The spatial resolution of the parcellations is also limited by current technology. A set of diffusion-weighted images appropriate for tractography might take 40min to acquire, and have spatial resolution of only 2×2×2mm³. As MR scanner technology improves, the spatial resolution of the images will increase, allowing for finer anatomical parcellations.

Despite these limitations, we have shown that diffusion-based parcellations, carried out in controlled circumstances in which functional or cytoarchitectonic boundaries are available, have identified connectional borders which align well with the functional or structural data.
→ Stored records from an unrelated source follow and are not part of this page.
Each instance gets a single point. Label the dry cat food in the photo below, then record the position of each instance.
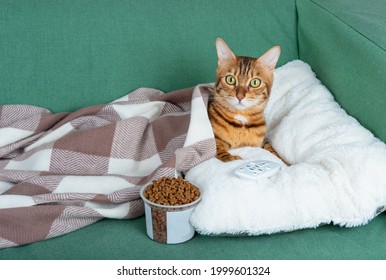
(171, 191)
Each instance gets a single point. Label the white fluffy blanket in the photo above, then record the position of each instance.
(337, 173)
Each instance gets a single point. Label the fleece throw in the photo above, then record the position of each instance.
(337, 173)
(60, 172)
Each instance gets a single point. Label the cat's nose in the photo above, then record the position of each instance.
(240, 96)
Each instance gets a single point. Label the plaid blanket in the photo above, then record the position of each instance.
(60, 172)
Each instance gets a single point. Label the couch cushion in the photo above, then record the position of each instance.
(344, 42)
(70, 54)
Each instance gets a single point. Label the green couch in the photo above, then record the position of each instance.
(65, 55)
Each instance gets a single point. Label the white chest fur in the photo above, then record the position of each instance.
(242, 119)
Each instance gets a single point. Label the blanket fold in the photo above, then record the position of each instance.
(60, 172)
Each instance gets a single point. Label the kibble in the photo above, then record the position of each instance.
(171, 191)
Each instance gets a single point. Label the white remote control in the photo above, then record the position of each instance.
(257, 169)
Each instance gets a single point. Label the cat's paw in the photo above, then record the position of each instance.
(227, 157)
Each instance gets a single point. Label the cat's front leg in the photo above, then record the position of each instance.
(222, 152)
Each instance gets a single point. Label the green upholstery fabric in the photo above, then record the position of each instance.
(116, 239)
(64, 55)
(345, 43)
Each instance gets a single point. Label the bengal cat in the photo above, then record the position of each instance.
(241, 93)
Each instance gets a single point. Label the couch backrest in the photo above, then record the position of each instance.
(64, 55)
(344, 42)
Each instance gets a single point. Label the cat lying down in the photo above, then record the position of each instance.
(336, 174)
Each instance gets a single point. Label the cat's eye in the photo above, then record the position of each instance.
(255, 83)
(230, 80)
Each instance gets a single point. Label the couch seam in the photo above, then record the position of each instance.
(351, 27)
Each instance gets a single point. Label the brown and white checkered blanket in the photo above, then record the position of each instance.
(60, 172)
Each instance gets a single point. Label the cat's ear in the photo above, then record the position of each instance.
(270, 58)
(224, 53)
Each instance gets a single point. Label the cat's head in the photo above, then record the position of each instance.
(244, 82)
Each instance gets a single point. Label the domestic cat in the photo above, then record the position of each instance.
(241, 92)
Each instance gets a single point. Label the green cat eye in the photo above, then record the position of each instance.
(230, 80)
(255, 83)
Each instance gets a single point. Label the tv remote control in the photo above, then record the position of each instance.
(257, 169)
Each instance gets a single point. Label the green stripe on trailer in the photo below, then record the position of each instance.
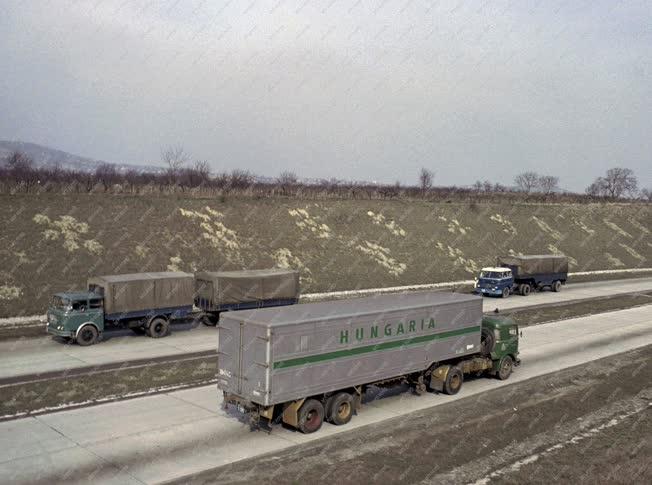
(338, 354)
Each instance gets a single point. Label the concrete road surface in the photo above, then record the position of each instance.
(28, 356)
(157, 438)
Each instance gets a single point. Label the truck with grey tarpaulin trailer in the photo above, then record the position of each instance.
(143, 302)
(222, 291)
(523, 274)
(305, 364)
(148, 302)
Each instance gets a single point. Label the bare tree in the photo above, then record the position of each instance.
(548, 184)
(21, 169)
(616, 183)
(107, 175)
(203, 169)
(527, 181)
(287, 181)
(240, 179)
(425, 179)
(174, 157)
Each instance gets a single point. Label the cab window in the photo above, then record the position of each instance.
(79, 305)
(94, 304)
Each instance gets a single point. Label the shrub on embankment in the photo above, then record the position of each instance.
(53, 242)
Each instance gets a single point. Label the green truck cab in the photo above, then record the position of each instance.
(143, 302)
(499, 341)
(76, 315)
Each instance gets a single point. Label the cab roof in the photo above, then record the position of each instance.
(77, 295)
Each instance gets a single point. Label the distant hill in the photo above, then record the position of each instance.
(46, 157)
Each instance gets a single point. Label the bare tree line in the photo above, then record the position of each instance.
(19, 174)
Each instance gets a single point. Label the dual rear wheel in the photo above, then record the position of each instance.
(338, 410)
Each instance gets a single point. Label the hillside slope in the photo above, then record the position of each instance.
(44, 156)
(54, 242)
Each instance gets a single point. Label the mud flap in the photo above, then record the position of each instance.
(438, 377)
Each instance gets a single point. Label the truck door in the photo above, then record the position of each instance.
(254, 362)
(242, 358)
(228, 355)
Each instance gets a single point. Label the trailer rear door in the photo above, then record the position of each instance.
(243, 359)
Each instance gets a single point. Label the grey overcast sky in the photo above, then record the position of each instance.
(369, 90)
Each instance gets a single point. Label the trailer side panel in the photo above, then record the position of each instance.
(328, 352)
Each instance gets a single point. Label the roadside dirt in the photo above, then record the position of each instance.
(588, 424)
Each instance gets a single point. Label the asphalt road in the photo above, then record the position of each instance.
(171, 436)
(30, 356)
(565, 427)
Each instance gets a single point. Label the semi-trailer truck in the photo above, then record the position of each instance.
(311, 363)
(523, 274)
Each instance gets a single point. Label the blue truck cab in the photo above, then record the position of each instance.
(523, 274)
(495, 281)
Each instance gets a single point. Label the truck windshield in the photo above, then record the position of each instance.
(494, 274)
(60, 303)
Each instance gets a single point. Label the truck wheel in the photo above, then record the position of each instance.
(208, 321)
(487, 341)
(87, 335)
(341, 409)
(159, 327)
(311, 416)
(454, 380)
(505, 368)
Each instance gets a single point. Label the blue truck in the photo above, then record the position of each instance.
(523, 274)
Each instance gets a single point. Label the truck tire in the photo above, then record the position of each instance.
(311, 416)
(505, 367)
(487, 341)
(454, 380)
(87, 335)
(209, 320)
(340, 409)
(158, 327)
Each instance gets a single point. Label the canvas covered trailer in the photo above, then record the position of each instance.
(143, 292)
(527, 266)
(280, 354)
(224, 290)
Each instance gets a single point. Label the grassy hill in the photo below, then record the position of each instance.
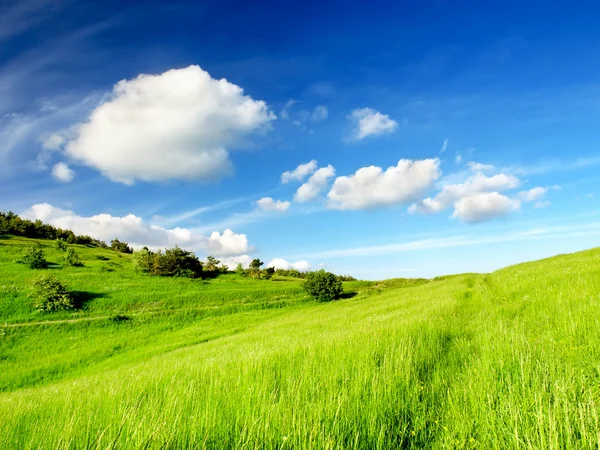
(497, 361)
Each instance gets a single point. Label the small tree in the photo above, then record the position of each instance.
(33, 257)
(255, 267)
(240, 270)
(71, 258)
(50, 295)
(322, 285)
(61, 244)
(143, 260)
(212, 264)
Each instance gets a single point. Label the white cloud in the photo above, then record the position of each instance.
(62, 172)
(53, 141)
(319, 114)
(279, 263)
(227, 244)
(483, 206)
(315, 184)
(452, 193)
(285, 112)
(300, 172)
(479, 167)
(138, 233)
(533, 194)
(542, 204)
(176, 125)
(232, 261)
(368, 122)
(268, 204)
(371, 187)
(444, 146)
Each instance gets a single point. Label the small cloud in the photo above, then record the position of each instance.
(319, 114)
(268, 204)
(479, 167)
(484, 206)
(300, 172)
(53, 142)
(315, 184)
(542, 204)
(63, 173)
(444, 146)
(368, 122)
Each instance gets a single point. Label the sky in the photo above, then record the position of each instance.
(379, 139)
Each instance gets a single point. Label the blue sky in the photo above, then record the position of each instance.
(418, 139)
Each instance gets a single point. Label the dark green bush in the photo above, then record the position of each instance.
(49, 294)
(174, 262)
(322, 285)
(61, 244)
(71, 258)
(33, 257)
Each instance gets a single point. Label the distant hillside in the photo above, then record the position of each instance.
(506, 360)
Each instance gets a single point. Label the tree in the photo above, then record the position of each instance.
(49, 294)
(71, 258)
(323, 286)
(240, 270)
(255, 267)
(119, 246)
(61, 244)
(212, 264)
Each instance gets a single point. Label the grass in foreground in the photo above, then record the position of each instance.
(498, 361)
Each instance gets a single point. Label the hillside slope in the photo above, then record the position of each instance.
(497, 361)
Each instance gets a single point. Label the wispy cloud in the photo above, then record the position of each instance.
(462, 240)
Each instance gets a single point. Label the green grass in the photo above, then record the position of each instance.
(496, 361)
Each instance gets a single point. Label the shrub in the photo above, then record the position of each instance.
(71, 258)
(143, 260)
(174, 262)
(61, 244)
(49, 294)
(322, 285)
(33, 257)
(119, 246)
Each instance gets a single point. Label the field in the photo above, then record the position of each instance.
(492, 361)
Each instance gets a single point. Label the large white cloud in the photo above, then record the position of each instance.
(451, 193)
(62, 172)
(135, 231)
(175, 125)
(371, 187)
(268, 204)
(300, 172)
(484, 206)
(368, 122)
(314, 185)
(280, 263)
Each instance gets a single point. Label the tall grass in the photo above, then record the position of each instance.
(499, 361)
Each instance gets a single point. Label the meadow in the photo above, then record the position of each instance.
(506, 360)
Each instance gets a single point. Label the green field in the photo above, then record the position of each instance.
(497, 361)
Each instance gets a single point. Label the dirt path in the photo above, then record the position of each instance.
(52, 322)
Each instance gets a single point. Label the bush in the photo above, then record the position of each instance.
(322, 285)
(61, 244)
(33, 257)
(174, 262)
(49, 295)
(72, 259)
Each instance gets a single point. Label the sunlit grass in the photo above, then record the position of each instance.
(498, 361)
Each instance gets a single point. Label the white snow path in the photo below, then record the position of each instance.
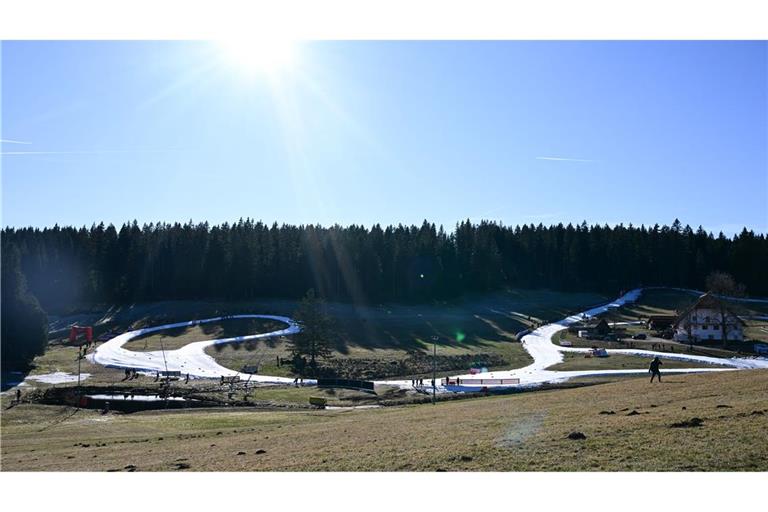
(545, 354)
(190, 358)
(193, 360)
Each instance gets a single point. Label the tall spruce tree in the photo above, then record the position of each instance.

In the cases where the inferred parcellations depend on the accuracy of the underlying diffusion tractography, the functional/structural validation of these parcellations may prove a first step towards validating the tractography process. Eventually, the validity of diffusion-based connectivity studies should be established by direct comparison with invasive tracer studies in non-human primates. However, at present, the voxel resolution available to diffusion studies (of the order of 1mm³) is such that only the largest fibre pathways are visible in a macaque brain (Parker et al. 2002). The demonstration of good correspondence between connectional, functional and cytoarchitectures inferred from diffusion imaging, functional imaging and histolology, respectively, not only promises to provide powerful tools for studying brain structure and function in vivo, but lends weight to the argument that diffusion imaging is providing measures relating to anatomical brain circuitry.